ERISA may restrict investments by plans in our common stock.

A plan fiduciary considering an investment in our common stock should consider, among other things, whether such an investment is consistent with the fiduciary obligations under ERISA, including whether such investment might constitute or give rise to a prohibited transaction under ERISA, the Internal Revenue Code or any substantially similar federal, state or local law and, if so, whether an exemption from such prohibited transaction rules is available.

Maryland takeover statutes may prevent a change of our control, which could depress our stock price.

Under Maryland law, “business combinations” between a Maryland corporation and an interested stockholder or an affiliate of an interested stockholder are prohibited for five years after the most recent date on which the interested stockholder becomes an interested stockholder. These business combinations include certain mergers, consolidations, share exchanges, or, in circumstances specified in the statute, an asset transfer or issuance or reclassification of equity securities or a liquidation or dissolution. An interested stockholder is defined as:

 

   

any person who beneficially owns 10% or more of the voting power of the corporation’s outstanding shares; or

 

   

an affiliate or associate of a corporation who, at any time within the two-year period prior to the date in question, was the beneficial owner of 10% or more of the voting power of the then outstanding stock of the corporation.

A person is not an interested stockholder under the statute if the board of directors approved in advance the transaction by which he or she otherwise would have become an interested stockholder.

After the five-year prohibition, any business combination between the Maryland corporation and an interested stockholder generally must be recommended by the board of directors of the corporation and approved by the affirmative vote of at least:

 

   

80% of the votes entitled to be cast by holders of outstanding shares of voting stock of the corporation voting together as a single group; and

 

   

two-thirds of the votes entitled to be cast by holders of voting stock of the corporation other than shares held by the interested stockholder with whom or with whose affiliate the business combination is to be effected or held by an affiliate or associate of the interested stockholder voting together as a single voting group.

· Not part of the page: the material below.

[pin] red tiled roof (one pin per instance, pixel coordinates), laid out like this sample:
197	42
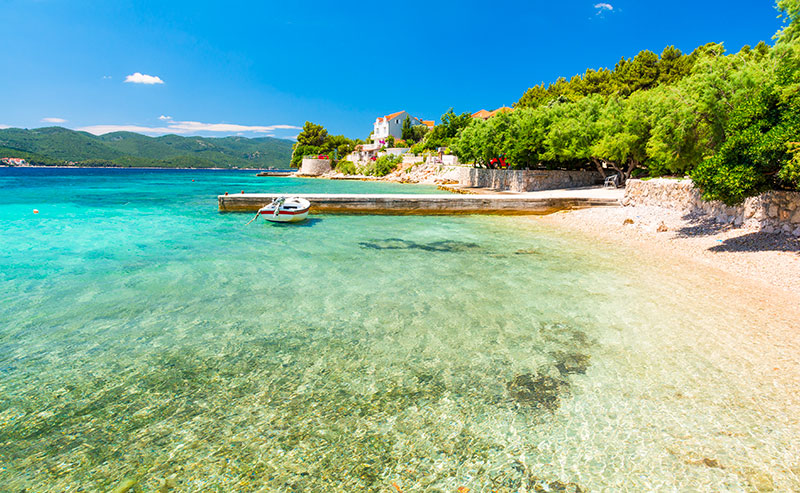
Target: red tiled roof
393	115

The business combination statute may discourage others from trying to acquire control of us and increase the difficulty of consummating any offer, including potential acquisitions that might involve a premium price for our common stock or otherwise be in the best interest of our stockholders.

Our authorized, but unissued common and preferred stock may prevent a change in our control.

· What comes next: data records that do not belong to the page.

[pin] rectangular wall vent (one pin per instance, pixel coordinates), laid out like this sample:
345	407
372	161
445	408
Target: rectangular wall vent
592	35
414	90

Our charter authorizes us to issue additional authorized but unissued shares of our common stock or preferred stock. In addition, our board of directors may classify or reclassify any unissued shares of common stock or preferred stock and may set the preferences, rights and other terms of the classified or reclassified shares. As a result, our board may establish a series of preferred stock that could delay or prevent a transaction or a change in control that might involve a premium price for our common stock or otherwise be in the best interest of our stockholders.

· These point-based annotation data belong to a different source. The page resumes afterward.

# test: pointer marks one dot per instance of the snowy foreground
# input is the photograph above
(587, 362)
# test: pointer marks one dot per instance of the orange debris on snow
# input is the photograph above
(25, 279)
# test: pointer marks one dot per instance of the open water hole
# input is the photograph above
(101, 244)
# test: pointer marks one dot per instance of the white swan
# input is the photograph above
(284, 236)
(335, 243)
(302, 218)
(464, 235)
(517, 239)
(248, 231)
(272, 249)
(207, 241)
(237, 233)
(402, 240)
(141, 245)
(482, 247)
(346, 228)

Our stockholder rights plan could inhibit a change in our control.

We have adopted a stockholder rights agreement. Under the terms of the rights agreement, in general, if a person or group acquires more than 15% of the outstanding shares of our common stock, all of our other common stockholders will have the right to purchase securities from us at a discount to such securities’ fair market value, thus causing substantial dilution to the acquiring person. The rights agreement may have the effect of inhibiting or impeding a change in control not approved by our board of directors and, therefore, could adversely affect our stockholders’ ability to realize a premium over the then-prevailing market price for our common stock in connection with such a transaction. In addition, since our board of directors can prevent the rights agreement from operating, in the event our board approves of an acquiring person, the rights agreement gives our board of directors significant discretion over whether a potential acquirer’s efforts to acquire a large interest in us will be successful. Because the rights agreement contains provisions that are designed to ensure that the executive officers, our manager and its affiliates will never, alone, be considered a group that is an acquiring person, the rights agreement provides the executive officers, our manager and its affiliates with certain advantages that are not available to other stockholders.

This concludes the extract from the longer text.